Mother India
New Internationalist, Sept, 1999
... being the film at the pinnacle of Indian popular cinema history.
WHEN it was released in 1957, Mother India (Bharat Mata) was hailed as an instant classic, India's Gone with the Wind. The concept of the mother as the guardian of the soil and soul of the nation contained in the Hindi term `Bharat Mata', was already profoundly significant to the Indian popular consciousness. Even so, the film's critical and popular reception exceeded all expectations.
It owed its success in no small part to the powerful sense of audience identification with the suffering of the mother figure at its centre. Played with exemplary skill by Nargis, who occupies a hallowed position in the Indian film pantheon, her performance suggested the very essence of noble self-sacrifice, womanly devotion, and adherence to the social and moral order. But the film's conservative values, profound though they were, were also deceptive, since it exhibited a clever interplay-artistically and politically-between the traditional and the radical.
Produced in the early years of Nehru's socialist experiment and a decade after independence, it was a remake of director Mehboob Khan's own 1940 black-and-white classic Aurat. This, filmed in a village in rural Bengal not far from where Khan grew up, told the tale of a shy young bride, Radha, arriving to live with her husband and mother-in-law only to discover the extent of the family's indebtedness to the village moneylender.
The opening sequence of Mother India shows tractors and cranes churning a landscape as parched as the now elderly Radha's complexion, while in the foreground she is urged by local dignitaries to inaugurate an irrigation canal. Clearly a survivor, she is revered by the villagers. But looking back over her life of tragedy she is made to symbolize both the country's traditional moral values and its drive towards progress and development-a new ideological twist in the post-independence era remake.
Although Mehboob Khan cited Cecil B De Mille as his Hollywood idol, stylistically his film draws from several different traditions. Certainly Mother India belongs first and foremost to the popular Indian cinema-there are even muted song-and-dance sequences and the storyline is straightforward melodrama-but it successfully amalgamates this with both Soviet social-realist techniques and an epic Hollywood sweep. The film's most enduring image is of Radha-her ox having died from overwork-captured in profile, carrying a plough along her back. This is an image of iconic heroism straight out of Soviet poster art.
The pivotal moment in the plot comes when Radha's husband suffers an agricultural accident, losing both arms in the process. Unable to bear being a burden to his family, he slips out of their lives. When the mother-in-law promptly dies and Radha's two babies are killed in a flood, she must act to save her surviving children's lives. Her face and body caked in mud from the flood, she presents herself at the moneylender Sukhilala's door, prepared to submit to his repeated requests for sexual favours in return for food. But before she makes her sacrifice, she receives what she interprets as a sign that her husband is still alive, and she roundly beats her persecutor instead.

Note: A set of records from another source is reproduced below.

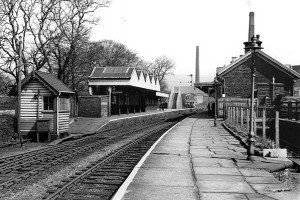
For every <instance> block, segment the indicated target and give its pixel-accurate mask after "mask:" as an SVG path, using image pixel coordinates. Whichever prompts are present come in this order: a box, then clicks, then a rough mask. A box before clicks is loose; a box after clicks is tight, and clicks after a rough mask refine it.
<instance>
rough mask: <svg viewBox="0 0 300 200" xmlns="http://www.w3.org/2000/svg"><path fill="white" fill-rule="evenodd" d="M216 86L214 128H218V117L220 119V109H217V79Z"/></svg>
mask: <svg viewBox="0 0 300 200" xmlns="http://www.w3.org/2000/svg"><path fill="white" fill-rule="evenodd" d="M214 84H215V110H214V112H215V118H214V126H217V117H218V115H217V111H218V109H217V103H218V102H217V99H218V93H217V84H218V80H217V77H215V79H214Z"/></svg>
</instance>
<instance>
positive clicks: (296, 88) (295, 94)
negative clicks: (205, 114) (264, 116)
mask: <svg viewBox="0 0 300 200" xmlns="http://www.w3.org/2000/svg"><path fill="white" fill-rule="evenodd" d="M253 36H255V34H254V13H253V12H250V13H249V32H248V41H247V42H244V45H245V54H244V55H240V56H239V57H238V58H237V57H233V58H232V60H231V62H230V64H228V65H225V66H224V67H217V68H216V77H215V80H214V81H212V82H205V83H202V82H196V83H195V84H194V86H195V87H197V88H199V89H201V90H203V91H206V92H207V91H210V92H213V93H214V92H215V89H217V90H216V93H217V97H218V99H221V100H226V99H227V100H229V101H231V100H233V101H234V100H236V99H245V100H246V99H250V98H251V79H252V78H251V76H252V74H251V68H252V66H253V61H255V72H254V73H255V86H254V87H255V88H254V93H255V98H256V100H257V103H258V105H268V104H275V103H276V102H278V101H280V99H281V98H282V97H284V96H297V95H298V93H299V90H300V74H299V73H298V72H297V71H296V70H295V69H296V66H295V67H292V66H290V65H286V64H282V63H281V62H279V61H278V60H276V59H275V58H273V57H271V56H270V55H268V54H267V53H265V51H264V50H256V51H255V54H252V53H251V51H250V50H249V49H248V47H249V45H251V38H252V37H253ZM256 37H257V38H259V37H260V36H259V35H257V36H256ZM259 42H260V44H261V43H262V42H261V41H259Z"/></svg>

This is not the act of a wholly powerless woman. Indeed Radha's subtle transformation from more-or-less mute, submissive wife to an independently powerful mother, reflects the way the film discreetly disrupts female stereotypes. Traditionally, wives are seen as eternally self-sacrificing, and although mothers are given a greater degree of expressive autonomy, they are frequently models of piety. Radha is far from being a straightforward paragon of religious virtue. She evolves in the film's second half into a complex older woman, by turns sprightly, by turns truculent, her devotion to her two grown-up sons taking on almost incestuous overtones. Indeed, psychoanalytic underpinnings also surface with the characterization of the second son Birju, who as a little boy is all mischief and irrepressibility, but who as an adult becomes wayward, his energy transforming into aggression. Eventually banished from the village, he becomes an outlaw, his main redeeming feature being his unwavering adoration of his mother. Returning to the village to abduct the moneylender's daughter on her wedding day, Birju is confronted by his own mother who threatens to shoot him if he doesn't release the girl. Fatally wounded, Birju embraces his mother, then expires.
Radha's final overwhelming act of sacrifice can be seen as a revolutionary gesture on behalf of women's solidarity. More frequently, however, audiences see the killing of the bad son as a way of restoring the natural order. Whichever view comes out on top, there's no denying the film's enormous emotional resonance. Mother India remains at the very pinnacle of Indian popular film history and it's hard to deny, despite its occasional faults, that it deserves its position.
by Esi Eshun
Mother India (Bharat Mata), directed by Mehboob Khan, was released in 1957.